Oreo Fudge Brownie Cake/Cupcakes
INGREDIENTS
  • Cooking Time: 28
  • Servings: 14-18 cupcakes
  • Preparation Time: 10
  • 1 box Betty Crocker Milk Chocolate Brownie Mix (I use 18.4oz Family Size)
  • 1c Oreo Cookie Crumbs (appx 10-12 cookies, crushed)
  • 3 Eggs
  • 2/3c Vegetable Oil
  • 1/4c Water
  • 2 tsp Vanilla Extract
DIRECTIONS
  1. 1) Preheat oven to temperature directed on Brownie Mix box (usually between 350-375°F).
  2. For Cake: Coat an 8x6x2" glass bake dish WELL with anti-stick cooking spray; set aside. For Cupcakes: Line 14-18 regular sized cupcake tin with baking cups; set aside.
  3. 2) In a large mixing bowl, whisk together eggs, vegetable oil, water, and vanilla. Mix in Oreo Cookie crumbs. Lastly, slowly beat in Brownie Mix until well combined.
  4. 3) For Cake: Pour cake batter into prepared bake dish; level out top. Bake 25-28 minutes, according to box instructions. For Cupcakes: Fill lined cupcake pan 3/4 way full. (Cupcake tops will rise slightly.) Bake for 20-23 minutes.

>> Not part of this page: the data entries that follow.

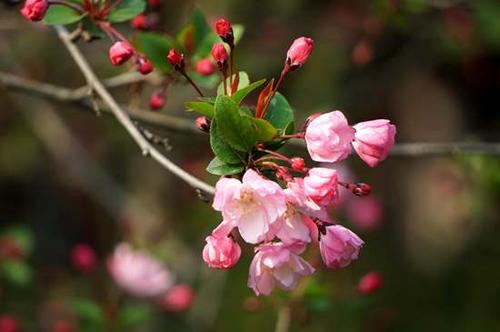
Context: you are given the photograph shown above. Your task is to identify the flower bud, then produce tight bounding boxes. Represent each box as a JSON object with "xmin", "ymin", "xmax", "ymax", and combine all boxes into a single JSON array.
[
  {"xmin": 290, "ymin": 157, "xmax": 305, "ymax": 171},
  {"xmin": 167, "ymin": 48, "xmax": 184, "ymax": 70},
  {"xmin": 195, "ymin": 58, "xmax": 214, "ymax": 76},
  {"xmin": 131, "ymin": 14, "xmax": 148, "ymax": 30},
  {"xmin": 136, "ymin": 55, "xmax": 153, "ymax": 75},
  {"xmin": 352, "ymin": 119, "xmax": 396, "ymax": 167},
  {"xmin": 20, "ymin": 0, "xmax": 48, "ymax": 21},
  {"xmin": 109, "ymin": 41, "xmax": 134, "ymax": 66},
  {"xmin": 351, "ymin": 182, "xmax": 371, "ymax": 196},
  {"xmin": 71, "ymin": 243, "xmax": 97, "ymax": 273},
  {"xmin": 195, "ymin": 116, "xmax": 210, "ymax": 132},
  {"xmin": 319, "ymin": 225, "xmax": 364, "ymax": 269},
  {"xmin": 0, "ymin": 315, "xmax": 20, "ymax": 332},
  {"xmin": 358, "ymin": 272, "xmax": 383, "ymax": 294},
  {"xmin": 162, "ymin": 284, "xmax": 195, "ymax": 312},
  {"xmin": 202, "ymin": 235, "xmax": 241, "ymax": 269},
  {"xmin": 149, "ymin": 93, "xmax": 166, "ymax": 111},
  {"xmin": 148, "ymin": 0, "xmax": 160, "ymax": 6},
  {"xmin": 211, "ymin": 43, "xmax": 228, "ymax": 65},
  {"xmin": 286, "ymin": 36, "xmax": 314, "ymax": 69},
  {"xmin": 214, "ymin": 18, "xmax": 234, "ymax": 44}
]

  5. TIP: Make certain not to over cook- the bottoms will burn easily! Use the toothpick test. Poke a toothpick into the center of the cake or cupcake- if it comes out clean, it is definitely done. However, with this chewy goodness, it can come out "gooey" and be done! A "runny" center needs more time in the oven!
  6. 4) Allow to cool on wire bake rack. For Cake: Cut cake in half for layering, or frost as usual. For Cupcakes: For quicker prep, try piping frosting onto your cupcakes with a pastry bag, or a large storage bag with the corner slightly snipped off.
RECIPE BACKSTORY
I tried finding the original Cake recipe online, but failed in the search. I started making these into cupcakes and topping them with my "Whipped Peanut butter Frosting". Super dense. Super moist. Super delish! A favorite go-to Birthday Cake recipe!